Wednesday, September 17, 2014

Learning to Play

When we gather around our table for family meals, we have a rather unusual tradition. We always play a card or board game together as we eat. It started as a way to connect with a moody pre-teen several years ago and has become a daily tradition. A few weeks ago, we sat down to lunch in our home with a friend and invited her to join in a game. She politely refused and then she explained, "I never learned to play." I told her we could find an easy game to learn together. "No," she said. "You don't understand. I mean I never learned to play at all. Ever." Those words have stuck with me ever since. In Honduras, there are generations of people who have had to grow up way too fast and have carried the weight of the world on their shoulders for far too long.

Last week we celebrated Day of the Child here in Honduras. We're told it's the most anticipated day for the year for most children—even more than Christmas morning, if you can believe that. The sounds of kids laughing and singing wafted through our open windows and I couldn't help but smile. The day was filled with parties complete with food, games and colorful piñatas. Steve and I even took a bag of candy to give out at the rec room. While there were a couple of half-hearted protests about being labeled a "child", I did notice that none of the students turned down the candy.

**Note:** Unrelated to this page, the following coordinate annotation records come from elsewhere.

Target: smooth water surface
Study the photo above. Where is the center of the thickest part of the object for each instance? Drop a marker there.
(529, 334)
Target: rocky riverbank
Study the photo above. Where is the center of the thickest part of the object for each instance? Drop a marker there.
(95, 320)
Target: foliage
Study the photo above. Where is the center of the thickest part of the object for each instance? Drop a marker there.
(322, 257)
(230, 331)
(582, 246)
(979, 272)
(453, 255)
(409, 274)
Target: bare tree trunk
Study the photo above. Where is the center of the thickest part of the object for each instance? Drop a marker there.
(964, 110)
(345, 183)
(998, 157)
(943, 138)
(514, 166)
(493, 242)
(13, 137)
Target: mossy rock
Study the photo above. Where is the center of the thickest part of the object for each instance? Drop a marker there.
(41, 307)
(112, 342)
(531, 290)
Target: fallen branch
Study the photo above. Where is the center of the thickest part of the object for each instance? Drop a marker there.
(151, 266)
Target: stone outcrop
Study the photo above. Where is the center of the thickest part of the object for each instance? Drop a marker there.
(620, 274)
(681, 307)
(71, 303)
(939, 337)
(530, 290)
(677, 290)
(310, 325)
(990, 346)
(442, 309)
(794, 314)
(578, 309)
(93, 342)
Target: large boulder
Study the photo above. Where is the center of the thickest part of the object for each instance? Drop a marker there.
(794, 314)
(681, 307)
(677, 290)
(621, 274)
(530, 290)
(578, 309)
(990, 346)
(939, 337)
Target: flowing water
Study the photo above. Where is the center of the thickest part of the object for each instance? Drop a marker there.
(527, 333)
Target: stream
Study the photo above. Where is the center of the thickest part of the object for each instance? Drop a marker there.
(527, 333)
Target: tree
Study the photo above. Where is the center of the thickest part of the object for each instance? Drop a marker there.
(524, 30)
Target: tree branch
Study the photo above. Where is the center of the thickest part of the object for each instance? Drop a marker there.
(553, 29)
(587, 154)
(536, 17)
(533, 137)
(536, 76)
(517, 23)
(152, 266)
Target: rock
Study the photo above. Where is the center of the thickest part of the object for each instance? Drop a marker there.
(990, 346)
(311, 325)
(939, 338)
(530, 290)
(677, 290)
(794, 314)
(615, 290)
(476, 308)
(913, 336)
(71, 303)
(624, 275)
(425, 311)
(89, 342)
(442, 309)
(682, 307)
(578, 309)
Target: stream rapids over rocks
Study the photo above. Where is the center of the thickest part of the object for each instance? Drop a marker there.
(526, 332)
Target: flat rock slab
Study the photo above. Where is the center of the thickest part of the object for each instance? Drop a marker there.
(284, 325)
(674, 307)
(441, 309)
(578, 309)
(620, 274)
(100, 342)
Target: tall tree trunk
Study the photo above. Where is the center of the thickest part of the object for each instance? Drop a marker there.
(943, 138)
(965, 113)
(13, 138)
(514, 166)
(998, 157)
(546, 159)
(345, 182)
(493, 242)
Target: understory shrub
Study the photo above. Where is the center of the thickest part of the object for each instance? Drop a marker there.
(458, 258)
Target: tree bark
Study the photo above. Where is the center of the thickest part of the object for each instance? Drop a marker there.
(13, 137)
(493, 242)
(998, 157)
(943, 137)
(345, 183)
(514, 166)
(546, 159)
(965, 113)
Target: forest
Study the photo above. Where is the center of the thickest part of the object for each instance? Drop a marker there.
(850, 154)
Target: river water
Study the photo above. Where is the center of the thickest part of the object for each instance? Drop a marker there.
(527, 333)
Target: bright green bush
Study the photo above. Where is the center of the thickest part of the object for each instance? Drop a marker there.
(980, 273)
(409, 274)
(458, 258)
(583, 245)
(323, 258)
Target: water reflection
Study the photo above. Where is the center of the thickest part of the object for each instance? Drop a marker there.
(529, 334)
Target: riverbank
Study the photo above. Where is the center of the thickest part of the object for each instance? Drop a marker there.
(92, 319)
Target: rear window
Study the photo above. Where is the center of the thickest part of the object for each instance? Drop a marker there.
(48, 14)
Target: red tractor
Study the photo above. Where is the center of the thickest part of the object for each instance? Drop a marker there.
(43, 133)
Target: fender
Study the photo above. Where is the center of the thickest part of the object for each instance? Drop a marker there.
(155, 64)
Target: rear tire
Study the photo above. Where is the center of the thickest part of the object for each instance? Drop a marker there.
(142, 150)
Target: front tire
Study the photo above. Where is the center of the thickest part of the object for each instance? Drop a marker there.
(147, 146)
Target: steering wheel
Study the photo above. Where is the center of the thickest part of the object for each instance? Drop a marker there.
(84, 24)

Kids are a blessing. But so is being a kid. This year we learned that Day of the Child is more than an excuse to lavish children with treats. It's a celebration of the gift of childhood. And for all of us in Honduras, it's a chance to learn to play.

Steve and I took Uno over to visit a church celebration in a nearby village.

The church uses the holiday as an opportunity for outreach and invited over 200 local children to join in the fun.

Kids don't usually see adults acting silly. That's why they laughed and cheered when Steve and a few of the parents took part in an egg race. (Steve won!)

Some of the Bible Institute students helped with El Sembrador's celebration. They taught songs and played games with the children of employees who live here on campus.

Academic Director, Cindy, taught the kids how to play a new game.

The highlight of every Day of the Child party is the piñata.

Kids collected the piñata goodies once it finally burst.

He's still a kid at heart. El Sembrador Director, Enoc, put the broken piñata over his head and entertained the kids.